Higher Education in Algeria has Endured through Adversity

The Algerian education system faces many different obstacles, not the least of which is the adult illiteracy rate.  It is better than other Maghreb Union countries but still falls well short of world standards. In spite of this, Algerian higher education has been accessed by a growing number of people, so much so that Algeria is now facing a shortage of teachers to handle the influx in enrollments. Because of Algeria’s political instability, the development of the education system has faced many setbacks, however, in spite of these issues, higher education accounts for as much as a quarter of Algeria’s national budget.

Algeria has 27 universities but only the University of Algiers dates to the time of French colonialism, which ended with Algeria’s independence in 1962. Prior to Algeria’s independence engagement in university education was very low, but with the social reforms of the newly installed government, the huge influx of new students was handled by the creation of a number of institutions of higher learning. Most of the major universities are situated in the coastal regions of Algeria, with smaller colleges keeping campuses in rural areas. The smaller colleges specialize in courses that are specifically required in those areas.

The Algerian education system is modeled on the French system and that language is still taught as a second language in high schools, making most Algerians bilingual in Arabic and French. In recent years the Arabic instruction in schools has been relaxed to allow Berber as a reaction to the Arabization of Algeria, but in universities courses are generally taught in French. Although the government generally oversees the schools, individual universities have a fair amount of autonomy and there is a high degree of overlap between the curricula that is being taught in the various institutions of higher learning.

After the initial trend towards nationalism that followed Algeria’s independence waned in the 1980s, a fundamental Islamist movement that stalled the progress of Algeria’s education system replaced it.  However, the Islamic influence has since been banned from the schools and the emphasis is back on vocational specialization as well as on the experimental and human sciences, as these all tend to be non-political pursuits. In 1987 a series of student riots in Constantine and Setif led to the understanding that three-quarters of university students were concentrated in the four university cities of Algeria; Algiers, Oran, Constantine, and Annaba. Since that time there have been moves to decentralize the higher education system through the establishment of more rural university centers.
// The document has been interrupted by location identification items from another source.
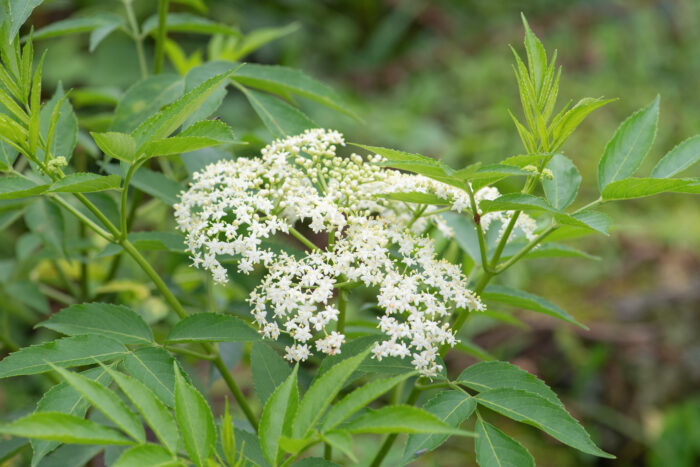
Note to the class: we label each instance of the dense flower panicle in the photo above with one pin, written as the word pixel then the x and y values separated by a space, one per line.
pixel 416 291
pixel 232 207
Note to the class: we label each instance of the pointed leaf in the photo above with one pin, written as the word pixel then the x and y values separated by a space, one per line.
pixel 117 145
pixel 279 117
pixel 282 80
pixel 268 368
pixel 527 301
pixel 66 352
pixel 530 408
pixel 56 426
pixel 164 123
pixel 498 375
pixel 103 319
pixel 195 420
pixel 147 455
pixel 629 188
pixel 451 407
pixel 211 327
pixel 150 407
pixel 561 191
pixel 401 419
pixel 358 399
pixel 626 150
pixel 63 398
pixel 106 402
pixel 496 449
pixel 153 366
pixel 145 98
pixel 17 186
pixel 678 159
pixel 322 392
pixel 278 411
pixel 85 183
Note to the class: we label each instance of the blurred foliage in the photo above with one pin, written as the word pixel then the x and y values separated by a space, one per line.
pixel 436 78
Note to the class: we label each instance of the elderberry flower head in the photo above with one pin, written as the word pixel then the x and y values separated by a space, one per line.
pixel 416 292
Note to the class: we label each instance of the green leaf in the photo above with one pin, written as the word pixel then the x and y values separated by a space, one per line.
pixel 629 188
pixel 282 80
pixel 153 183
pixel 150 407
pixel 172 242
pixel 211 327
pixel 153 366
pixel 415 163
pixel 66 127
pixel 45 220
pixel 561 191
pixel 189 23
pixel 17 186
pixel 322 392
pixel 573 118
pixel 451 407
pixel 400 419
pixel 626 150
pixel 359 398
pixel 145 98
pixel 147 455
pixel 415 197
pixel 536 57
pixel 499 375
pixel 66 352
pixel 523 406
pixel 76 25
pixel 85 183
pixel 592 220
pixel 63 398
pixel 557 250
pixel 496 449
pixel 201 135
pixel 528 301
pixel 117 145
pixel 164 123
pixel 65 428
pixel 106 402
pixel 681 157
pixel 279 117
pixel 516 202
pixel 277 415
pixel 195 420
pixel 268 368
pixel 102 319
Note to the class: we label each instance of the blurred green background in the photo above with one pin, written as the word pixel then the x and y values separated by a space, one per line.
pixel 435 77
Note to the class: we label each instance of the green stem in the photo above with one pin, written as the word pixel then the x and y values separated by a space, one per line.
pixel 298 235
pixel 479 229
pixel 342 307
pixel 389 441
pixel 160 36
pixel 85 220
pixel 526 249
pixel 235 390
pixel 190 353
pixel 174 303
pixel 136 35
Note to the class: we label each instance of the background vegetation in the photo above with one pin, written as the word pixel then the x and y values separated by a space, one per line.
pixel 436 78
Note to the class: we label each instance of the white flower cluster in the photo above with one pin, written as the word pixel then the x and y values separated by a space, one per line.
pixel 232 207
pixel 416 291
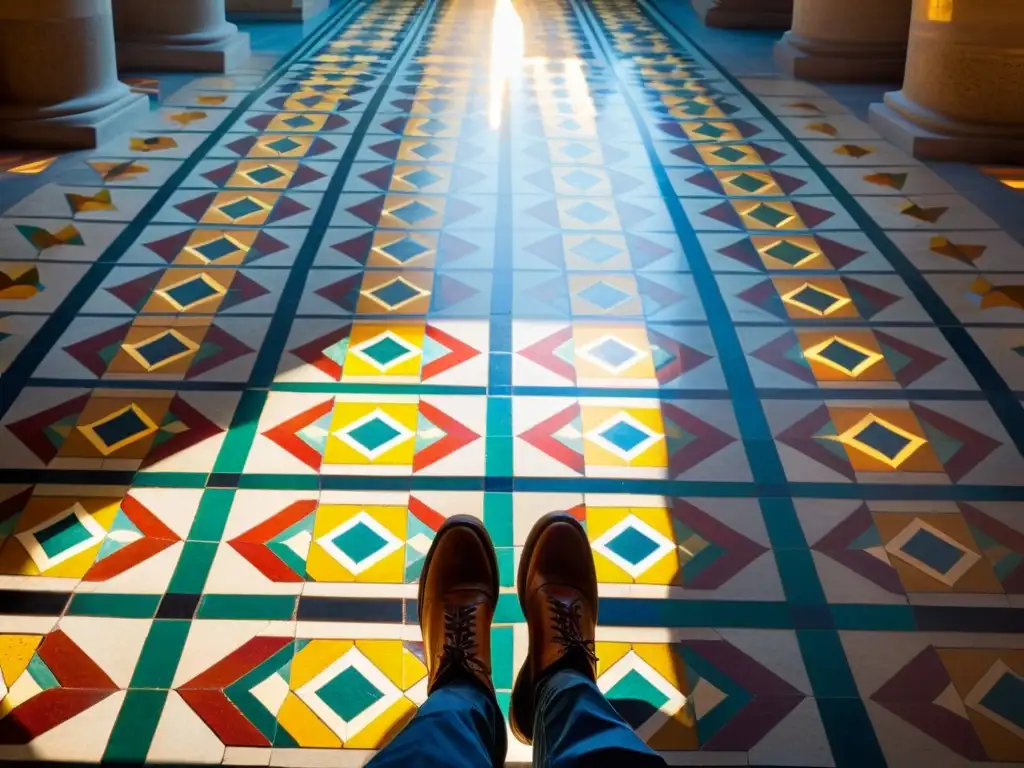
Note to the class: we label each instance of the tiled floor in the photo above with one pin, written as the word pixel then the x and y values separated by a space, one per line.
pixel 453 256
The standard of higher education in Algeria is based on the French system with larger institutions encompassing several smaller specialized departments, and they offer degrees that are graded in three levels, diploma, master and doctorate. Academic degrees are issued by the Ministry of Higher Education and Scientific Research while vocational qualifications are administered by the relevant government ministries. Since Algeria’s political and religious problems have subsided, the higher education system has begun to make progress towards developing into modern facilities that are turning out well-qualified professionals.